Back home, we accession the newly found documents into our project’s database. In the old days—three years ago, for me, when I was finishing up a documentary editing project launched in the 1950s—that “database” was made of paper. Each document was printed out (or just photocopied in the first place) and placed in a folder; each was described on a 3″ x 5″ card inserted into a card catalog. For the Taylor-Fillmore project, launched in the digital age, the database is electronic. Different projects use different software to manage their collections. We use DocTracker, a FileMaker Pro solution developed at the University of Virginia (with support from the National Historical Publications and Records Commission, a generous sponsor of our own project) specifically to accommodate the needs of documentary editors. Once we enter the basic data for a letter—including who wrote it, who received it, the date, and the repository location—we easily can review and search all the letters to select which to publish and to track our progress in transcription and other tasks. The images of the manuscripts, meanwhile, are stored electronically and identified with the corresponding records in DocTracker.

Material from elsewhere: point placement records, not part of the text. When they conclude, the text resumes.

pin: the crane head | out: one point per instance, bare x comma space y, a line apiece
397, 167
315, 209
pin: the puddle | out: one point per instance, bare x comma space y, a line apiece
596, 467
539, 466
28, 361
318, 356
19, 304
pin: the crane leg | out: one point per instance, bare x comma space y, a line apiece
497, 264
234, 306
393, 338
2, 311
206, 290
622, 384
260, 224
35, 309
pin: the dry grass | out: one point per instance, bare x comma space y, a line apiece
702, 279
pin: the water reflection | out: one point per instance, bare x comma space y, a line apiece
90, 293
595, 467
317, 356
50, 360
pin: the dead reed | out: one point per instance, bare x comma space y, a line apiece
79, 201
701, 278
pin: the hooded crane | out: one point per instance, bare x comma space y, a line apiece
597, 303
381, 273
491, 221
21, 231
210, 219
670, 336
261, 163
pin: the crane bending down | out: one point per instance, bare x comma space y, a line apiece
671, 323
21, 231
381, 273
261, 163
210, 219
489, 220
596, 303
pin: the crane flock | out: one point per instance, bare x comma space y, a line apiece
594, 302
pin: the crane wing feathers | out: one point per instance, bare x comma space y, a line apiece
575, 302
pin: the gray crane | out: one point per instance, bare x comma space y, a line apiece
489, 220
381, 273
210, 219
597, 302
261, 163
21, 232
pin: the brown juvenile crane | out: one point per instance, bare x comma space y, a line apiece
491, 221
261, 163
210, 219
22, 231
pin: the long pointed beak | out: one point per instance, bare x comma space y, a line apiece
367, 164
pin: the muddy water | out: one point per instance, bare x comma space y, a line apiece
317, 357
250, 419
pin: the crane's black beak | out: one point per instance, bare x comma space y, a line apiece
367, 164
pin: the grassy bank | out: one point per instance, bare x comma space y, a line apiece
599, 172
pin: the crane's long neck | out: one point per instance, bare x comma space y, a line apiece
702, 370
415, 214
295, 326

Even when travel is safe, not all parts of the canvass require in-person visits to repositories. Many documents have been preserved on National Archives microfilm reels, which we can review at home, or on the Millard Fillmore Papers, a microfilm series of which the University of Virginia’s Miller Center has generously shared digital scans. Many repositories, meanwhile, have digitized their own collections and posted the images online. Several of the Taylor letters from Yale University’s Beinecke Rare Book and Manuscript Library are featured in Yale’s Digital Collections, for example, and the Library of Congress has digitized many of its presidential collections, including the Taylor Papers and the Fillmore Papers. Fold3, a massive digital collection of military records, includes Taylor documents from the National Archives. Several other databases, including the Library of Congress’s open-access Chronicling America website, feature searchable historical newspapers in which many of the presidents’ letters were published. Pouring through these, we find ever more letters.

The result?  We’ve located, imaged, and accessioned thousands of letters written by or to Taylor and Fillmore between 1844 and 1853. We’re adding more all the time. And we could not do this so efficiently and thoroughly without the prior work and current aid of archivists and librarians who gather and organize historical documents, digital humanists who create online databases of documents and repositories, and editors and public servants who build tools such as DocTracker. Following up on their contributions and our canvass, we’re able to transcribe, proofread, annotate, index, and publish primary sources for the use of all students of history.

 

Speaking of students (pardon the forced segue), this month we welcomed two new graduate students to our staff. Nicholas Breslin is earning his MA in public policy here at American University’s School of Public Affairs. Ian Iverson is earning his PhD in history at the University of Virginia. As editorial assistants, they are helping us to transcribe and, yes, to locate Taylor’s and Fillmore’s letters. It had been a pleasure beginning to work with them over the past few weeks.